盗んだ高子姫を業平は芥川まで連れて行きます。恐らく別邸があったからでしょうが、芦屋にもあった筈ですが遠いからですね。
江戸時代の俵屋宗達や、大正時代でも竹久夢二が、高子を背負って逃げる業平の姿を描いています。でも京から高槻市の芥川まで(何と京の塵が積もった川ー芥川という説までありますが)は、ネットで確認しても16キロ以上はあるので、恐らく馬に高子を抱っこして(まさにお姫様だっこ!)乗って行ったのでしょう。
途中で、高子が月光に輝く草の夜露を見て、「あれは何?白玉(真珠)?」と問います。その時には業平は答えなかったのでしょうか?

宝塚の「花の業平」では別邸に隠れている二人の所に、追ってきた基経と応援の異母兄国経などに踏み込まれ、高子は連れ去られます。そして歌を詠みます。
「白玉か何ぞと人の問ひしとき 露とこたへて消えなましものを」-「白玉ですか、何ですか、とあの人が尋ねた時、露ですよと答えてそのまま私も消えてしまえばよかったのに」-

『伊勢物語』第6段前半では、女は鬼に喰われてしまったーとあります。「鬼伝説」は昔からあって、行方不明になった人は、鬼に喰われてしまったのではないかという話です。
後半というか最後に、「御兄(しょうと)堀河の大臣(おとど)、太郎国経の大納言がまだ下﨟(げろう:身分が低い)にて・・」とか「后のただにおはしける時」とかだいぶ後の時代の方が書き足した感があります。
原文というか前半部分は紀貫之、最後の書き足しは、藤原師輔の命を受けた源順(したごう)という文化人かなあ?なんて私は思うのですが、とにかく『伊勢物語』は謎が多いですよね。

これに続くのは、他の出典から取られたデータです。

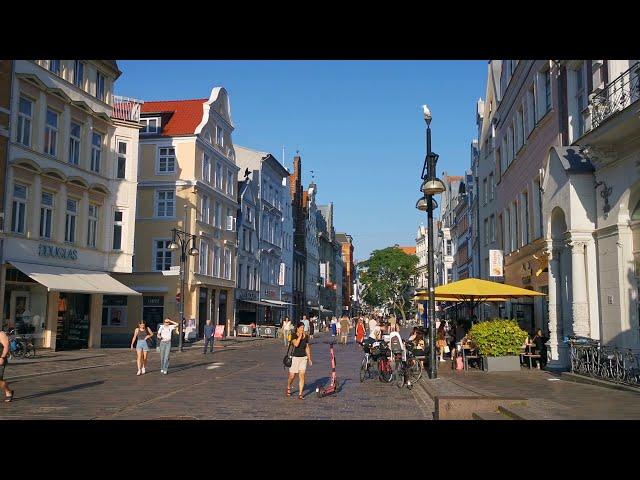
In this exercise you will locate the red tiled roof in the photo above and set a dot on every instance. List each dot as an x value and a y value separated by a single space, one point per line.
185 116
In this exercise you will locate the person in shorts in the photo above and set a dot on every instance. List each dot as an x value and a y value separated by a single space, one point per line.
140 337
301 355
4 342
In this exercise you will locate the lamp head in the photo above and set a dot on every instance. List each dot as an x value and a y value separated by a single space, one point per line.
427 114
432 186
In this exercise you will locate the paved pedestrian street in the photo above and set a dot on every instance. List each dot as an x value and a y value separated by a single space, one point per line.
242 381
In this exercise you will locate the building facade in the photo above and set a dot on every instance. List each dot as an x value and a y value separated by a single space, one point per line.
312 266
591 205
271 178
71 202
187 180
346 244
248 274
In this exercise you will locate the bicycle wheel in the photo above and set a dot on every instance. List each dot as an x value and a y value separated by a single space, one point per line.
385 374
399 374
415 370
364 368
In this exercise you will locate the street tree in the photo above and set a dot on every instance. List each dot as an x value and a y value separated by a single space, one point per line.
388 277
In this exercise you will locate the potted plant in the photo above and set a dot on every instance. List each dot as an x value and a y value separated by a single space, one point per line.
499 342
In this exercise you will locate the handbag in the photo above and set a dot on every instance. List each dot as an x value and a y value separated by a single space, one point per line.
288 358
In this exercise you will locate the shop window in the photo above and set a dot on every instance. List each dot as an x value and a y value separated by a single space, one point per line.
114 311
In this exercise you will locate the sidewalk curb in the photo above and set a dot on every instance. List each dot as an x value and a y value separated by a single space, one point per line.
573 377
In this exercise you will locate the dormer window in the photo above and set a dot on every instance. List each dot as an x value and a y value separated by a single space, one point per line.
150 125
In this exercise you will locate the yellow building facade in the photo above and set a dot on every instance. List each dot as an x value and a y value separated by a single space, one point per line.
187 181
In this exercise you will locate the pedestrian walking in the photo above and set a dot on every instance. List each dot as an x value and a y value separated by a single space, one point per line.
164 335
344 329
360 331
300 356
4 341
140 337
209 332
287 326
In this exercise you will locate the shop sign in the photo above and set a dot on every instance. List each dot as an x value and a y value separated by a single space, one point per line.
57 252
496 264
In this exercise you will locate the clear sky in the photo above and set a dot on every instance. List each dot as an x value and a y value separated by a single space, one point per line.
357 124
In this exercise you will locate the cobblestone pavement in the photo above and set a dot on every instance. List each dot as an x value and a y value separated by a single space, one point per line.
549 396
241 381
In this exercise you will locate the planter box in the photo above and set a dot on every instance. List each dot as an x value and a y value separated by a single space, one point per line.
502 364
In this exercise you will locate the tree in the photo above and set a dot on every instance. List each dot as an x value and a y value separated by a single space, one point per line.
387 277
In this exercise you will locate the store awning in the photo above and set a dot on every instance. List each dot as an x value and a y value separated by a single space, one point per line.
257 302
275 303
65 279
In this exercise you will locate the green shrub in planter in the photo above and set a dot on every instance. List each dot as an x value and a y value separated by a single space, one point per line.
497 338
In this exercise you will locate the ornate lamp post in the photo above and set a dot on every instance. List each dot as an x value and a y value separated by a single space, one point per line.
430 186
181 241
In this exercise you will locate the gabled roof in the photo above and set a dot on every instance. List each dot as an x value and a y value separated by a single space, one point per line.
184 115
408 250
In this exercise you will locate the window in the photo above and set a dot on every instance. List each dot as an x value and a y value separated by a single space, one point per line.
525 218
485 192
96 150
204 257
24 121
492 228
161 255
121 168
70 221
217 261
51 133
166 160
150 125
218 175
54 66
492 186
117 230
520 128
46 214
78 73
218 218
18 208
92 230
230 183
100 82
74 143
531 110
114 311
165 203
206 168
219 136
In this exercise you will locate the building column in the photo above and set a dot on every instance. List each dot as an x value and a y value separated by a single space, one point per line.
95 321
580 303
555 299
35 205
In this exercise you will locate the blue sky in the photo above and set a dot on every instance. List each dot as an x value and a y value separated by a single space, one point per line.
357 124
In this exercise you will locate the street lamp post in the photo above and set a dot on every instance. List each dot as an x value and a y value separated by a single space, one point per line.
431 186
181 241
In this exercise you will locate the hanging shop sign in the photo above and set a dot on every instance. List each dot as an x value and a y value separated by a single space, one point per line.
57 252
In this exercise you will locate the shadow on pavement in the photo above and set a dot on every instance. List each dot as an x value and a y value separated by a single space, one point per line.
60 390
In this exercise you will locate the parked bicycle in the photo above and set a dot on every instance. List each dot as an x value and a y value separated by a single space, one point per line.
20 347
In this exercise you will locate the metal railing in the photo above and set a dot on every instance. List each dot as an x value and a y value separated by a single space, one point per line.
617 95
125 108
590 359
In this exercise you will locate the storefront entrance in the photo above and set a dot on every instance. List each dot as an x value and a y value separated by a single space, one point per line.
73 321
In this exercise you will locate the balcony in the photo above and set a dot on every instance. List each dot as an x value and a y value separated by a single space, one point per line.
125 108
616 97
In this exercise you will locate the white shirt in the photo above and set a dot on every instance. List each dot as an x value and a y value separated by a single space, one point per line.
164 332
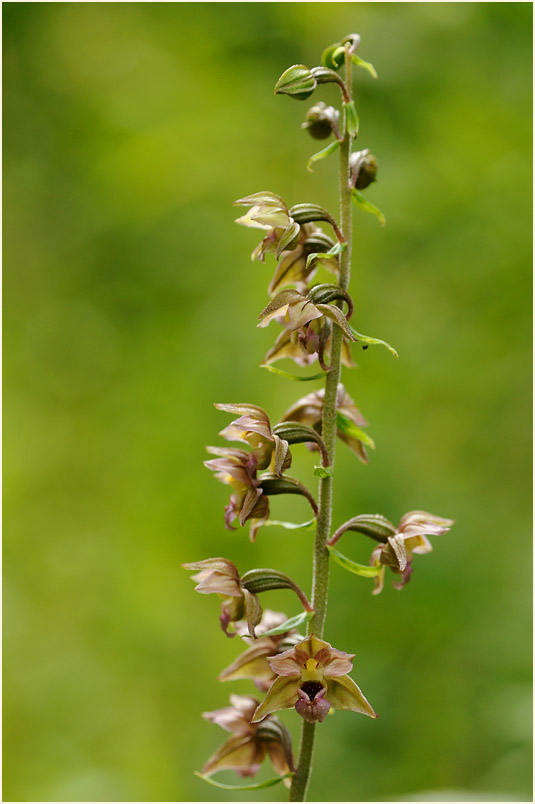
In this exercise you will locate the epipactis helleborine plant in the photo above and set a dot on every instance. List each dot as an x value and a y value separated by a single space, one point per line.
301 671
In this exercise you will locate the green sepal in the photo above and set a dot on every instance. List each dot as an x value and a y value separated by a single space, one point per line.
336 315
323 471
297 433
257 786
308 213
297 81
352 118
327 293
351 566
337 249
357 336
324 75
264 197
330 149
293 377
290 525
293 622
333 56
364 64
262 580
349 428
272 484
362 203
376 526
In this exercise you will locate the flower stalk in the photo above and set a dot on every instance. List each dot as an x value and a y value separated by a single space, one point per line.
320 578
295 671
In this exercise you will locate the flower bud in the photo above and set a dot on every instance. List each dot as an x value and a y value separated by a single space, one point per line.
363 166
321 120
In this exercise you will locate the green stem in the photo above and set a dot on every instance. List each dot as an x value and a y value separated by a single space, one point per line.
320 578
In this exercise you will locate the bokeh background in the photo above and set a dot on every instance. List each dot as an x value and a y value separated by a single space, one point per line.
130 306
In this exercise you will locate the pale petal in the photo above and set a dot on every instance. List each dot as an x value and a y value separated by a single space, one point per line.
335 662
287 664
281 695
251 664
343 693
242 754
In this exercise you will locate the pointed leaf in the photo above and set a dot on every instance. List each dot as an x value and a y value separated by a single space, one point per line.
330 149
362 203
257 786
291 525
293 377
349 428
364 64
293 622
263 198
363 570
357 336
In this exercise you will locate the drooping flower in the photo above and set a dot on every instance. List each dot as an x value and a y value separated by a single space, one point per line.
309 410
292 268
254 428
237 468
410 537
307 322
253 663
312 677
221 577
245 750
269 212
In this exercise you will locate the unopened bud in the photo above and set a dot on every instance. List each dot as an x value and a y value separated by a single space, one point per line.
363 167
320 120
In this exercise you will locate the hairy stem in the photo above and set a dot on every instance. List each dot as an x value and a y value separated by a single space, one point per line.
320 578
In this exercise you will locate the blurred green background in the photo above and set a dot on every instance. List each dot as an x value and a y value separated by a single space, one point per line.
130 306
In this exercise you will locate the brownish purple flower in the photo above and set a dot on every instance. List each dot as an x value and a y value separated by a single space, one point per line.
237 468
309 410
253 662
221 577
246 749
410 537
294 266
312 677
254 428
307 323
269 212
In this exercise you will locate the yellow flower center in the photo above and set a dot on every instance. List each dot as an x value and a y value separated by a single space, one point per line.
312 671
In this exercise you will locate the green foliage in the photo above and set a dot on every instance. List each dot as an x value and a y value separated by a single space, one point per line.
121 291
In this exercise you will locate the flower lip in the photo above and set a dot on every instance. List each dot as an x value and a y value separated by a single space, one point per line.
311 688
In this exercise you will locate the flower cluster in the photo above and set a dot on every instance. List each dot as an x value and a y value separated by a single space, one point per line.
238 468
294 670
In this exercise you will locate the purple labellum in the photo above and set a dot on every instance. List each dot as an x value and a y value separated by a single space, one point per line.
312 705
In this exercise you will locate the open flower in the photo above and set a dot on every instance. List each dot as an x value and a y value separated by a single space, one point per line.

私は20代の時、無謀にも高速道路を使わずに明石から京都まで車で行った事があります。水無瀬神宮やいろいろ名所を回るためですが、その時、確か高槻あたりの171号線の交差点で、ふと標識を見ると「芥川」とあるではありませんか。当時はナビもないし、道路地図帳だけを頼りに行っていたのですが。私は車を停めてその湿地帯の所に降りてみました。何もないただ川と草原だけでしたが、夕暮近かったでしょうか、ここまで業平と高子が逃げてきたのかなあなんて思ったりしました。